Sortie le 3 février 2016 Durée : 2h02 Réalisation : Danny Boyle
Avec : Michael Fassbender, Kate Winslet, Seth Rogen, Jeff Daniels, Michael Stuhlbarg
Production : Management 360 - The Mark Gordon Compagny - Scott Rudin Productions
Distribution : Universal Pictures
Dans les coulisses de l'IWorld
Lorsqu'un réalisateur comme Danny Boyle s'intéresse à la vie d'un homme tel que Steve Jobs adaptée par un scénariste répondant au nom de Aaron Sorkin ; eh bien... voir ou voir, telle est la question.
Pour vous, Bizard Bizard a mis son autisme technologique de côté et est allé à la rencontre de Steve Jobs (le film bien entendu, non pas son fantôme).
À quelques minutes des lancements respectifs de Macintoch 128K (1984), NeXT Computer (1988) et de l' IMac (1998), les coulisses vont par trois fois devenir le théâtre de la vie et de l'esprit du créateur de l'IWorld : Steve Jobs (Michael Fassbender). C'est entre dialogues, dialogues et dialogues que l'on découvre petit à petit l'homme qui se cache derrière la machine.

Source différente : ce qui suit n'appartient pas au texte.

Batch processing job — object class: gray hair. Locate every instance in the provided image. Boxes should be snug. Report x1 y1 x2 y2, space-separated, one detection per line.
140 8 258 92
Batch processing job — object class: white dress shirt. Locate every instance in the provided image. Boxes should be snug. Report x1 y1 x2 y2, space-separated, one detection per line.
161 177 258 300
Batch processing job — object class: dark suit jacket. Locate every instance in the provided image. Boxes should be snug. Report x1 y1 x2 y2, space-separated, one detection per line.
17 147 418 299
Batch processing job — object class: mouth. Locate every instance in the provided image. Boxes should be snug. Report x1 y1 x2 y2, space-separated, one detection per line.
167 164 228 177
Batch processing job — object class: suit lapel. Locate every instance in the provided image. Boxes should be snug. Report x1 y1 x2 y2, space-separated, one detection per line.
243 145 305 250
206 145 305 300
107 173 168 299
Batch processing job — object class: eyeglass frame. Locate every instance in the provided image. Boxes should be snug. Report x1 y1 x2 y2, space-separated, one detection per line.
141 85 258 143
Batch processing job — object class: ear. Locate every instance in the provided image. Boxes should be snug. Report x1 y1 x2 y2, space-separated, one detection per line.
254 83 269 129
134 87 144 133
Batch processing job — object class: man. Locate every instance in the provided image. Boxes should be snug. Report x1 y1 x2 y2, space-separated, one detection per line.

Autant que vous le sachiez, Steve Jobs ne comblera pas vos lacunes en informatique, et tant mieux. Inspirés par la biographie écrite par Walter Issascon en 2011, Danny Boyle et Aaron Sorkin brossent le portrait d'une success story au travers de l'homme avant son œuvre. Steve Jobs met l'emphase sur la personne et sur l'intime. Au détour des conversations incessantes, le spectateur apprend à connaître le monsieur et comprend comment son esprit a influencé les produits Apple, parce qu'il faut bien le dire : Mac c'est lui. Ainsi le mantra de l'histoire repose sur le fait qu'aussi informatiquement technologique que l'œuvre soit, cela est d'abord le fruit, non pas que d'une réflexion, mais d'une personnalité humaine. Par sa mégalomanie, sa rigueur, son génie et son goût pour le design élitiste accessible à tous, l'hippie psychorigide qu'était Steve Jobs a réellement transmis sa philosophie à ses produits.

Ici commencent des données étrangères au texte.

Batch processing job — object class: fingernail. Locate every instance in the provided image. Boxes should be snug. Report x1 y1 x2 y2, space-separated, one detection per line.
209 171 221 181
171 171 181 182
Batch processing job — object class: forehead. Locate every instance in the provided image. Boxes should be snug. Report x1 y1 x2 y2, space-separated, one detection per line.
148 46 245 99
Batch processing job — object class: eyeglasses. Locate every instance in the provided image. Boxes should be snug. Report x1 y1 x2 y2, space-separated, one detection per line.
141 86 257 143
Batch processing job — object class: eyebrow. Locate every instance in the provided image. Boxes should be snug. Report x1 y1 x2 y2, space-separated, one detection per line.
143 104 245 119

La structure même du film ne tourne qu'autour de ce principe là et met tous ses processus à son service. Les dialogues et le walk and talk incessant magistralement scénarisé par Sorkin sont sublimés par une mise-en-scène assez simple mais tout à fait boylesque. Pour couronner le tout ces deux esprits hystériques se complètent dans un domaine qui leur tient extrêmement à cœur : le théâtre. En effet, construit comme une pièce de théâtre le film ne cesse de faire référence à son aïeul : la surpuissance du dialogue, le décor (scène, coulisses), l'idée de représentation, mais aussi la forme de huis-clos qui lui ai donné. L'opposition des coulisses - où toute l'histoire se passe - et la scène - que l'on ne voit presque jamais - est la plus grande métaphore qui exprime le concept du film : Steve avant tout. Le succès, l'informatique et le monde extérieur en général ne son évoqués que par bribes au milieu des discussions et des conflits humains en petit comité; le film coupe d'ailleurs toujours avant les scènes de lancement des produits (c'est vous dire à quel point Danny et Aaron s'en balancent). Cet état d'esprit est aussi exprimé par la teneur des dialogues et le concept de répétition. Le spectateur assiste trois fois à la " même scène " avec des discussions qui tournent autour des mêmes choses répétées par les mêmes personnages, malgré les années qui séparent ces trois évènements. On voit ainsi une réelle envie de montrer la vie et l'humain ; les mécanismes du cerveau qui tournent et retournent en rond avant de, enfin, trouver le petit quelque chose en plus dans la réflexion pour faire avancer les choses. Un parallèle exprimant d'une certaine manière l'évolution de la technologie, qui se fait tout autant pas à pas.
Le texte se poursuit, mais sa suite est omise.